Sunday, February 27, 2011

 

A More Sour Sourdough

I like sourdough. I make it often and I am generally content with my results. This time, I wanted to go for something a little more... assertive. I wanted my sourdough to be SOUR.

The amazing thing about sourdough is that its flavor profile is so deep and it has the fewest ingredients of any bread: flour, water, salt. The yeast is wild and, with the exception of a little pineapple juice that I needed to start the culture, the yeast is comprised entirely of flour and water (and the microorganisms living in the culture). Even more interesting are the many variables that come into play when determining the sourness of a loaf: the incorporation of whole wheat or rye flour in both the starter and the final dough; the ratio of starter or barm to dough; the hydration of the starter; the temperature of fermentation for the starter and the dough; whether the loaves are retarded while proofing; the length of the bulk fermentation...

Here is the problem in a nutshell: I need yeast to leaven the bread. Yeast like warm environments and, I believe, prefer wet environments (equal parts flour and water). I also need acetic bacteria. Acetic bacteria make the loaf sour. Acetic bacteria like cool, dense environments (think 2 parts flour to 1 part water). Many sourdough recipes call for the creation of a barm. The barm takes a 100% hydration starter (equal parts flour and water) and decreases its hydration. The barm then ferments in a cool environment overnight and, presumably, adds some acetic bacteria to the recipe. The yeast go dormant in cold environments, so presumably the barm allows a baker to keep a good amount of active yeast on hand while also helping the baker add some flavor depth.

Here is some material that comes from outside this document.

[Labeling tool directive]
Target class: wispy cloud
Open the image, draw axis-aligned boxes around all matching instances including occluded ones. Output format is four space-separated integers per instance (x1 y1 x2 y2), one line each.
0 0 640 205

My latest approach produced a complex flavor profile, but lacked the sourness I was after. I modeled my recipe on Norwich Sourdough from Susan's Wild Yeast Blog.

The recipe broke down as follows:

120g Rye
600g Bread
200g All Purpose
300g 100% hydration sourdough starter, ripe
200g 50% hydration sourdough starter, following an unfed, 24 hour cool ferment (my stiff starter had 10% rye as well)
560g Water, 76 degrees
23g Salt

Mix everything but salt, 30 minute autolyse
Machine mix for 3-4 minutes
Cool bulk ferment for 4-4.5 hours, with dough's internal temperature at 65, stretch and fold after the first and second hour
Shape into 5 400g batards, proof for 2.5 hours at room temperature
Score loaves (a battle unto itself)
Steam at 475 for 5 minutes, drop heat to 450. Total steam baking time=12 minutes.
Rotate loaves, continue baking for 20 minutes.
Cool for at least an hour, preferably several hours.

What I would do differently next time: retard the loaves. There is no way around this step. Also, I would proof at a lower temperature. I had to proof at room temperature because it was getting late. A really sour sourdough is clearly an all day process, and you don't even get the loaves the same day! Oh well. Next weekend I will give it another go.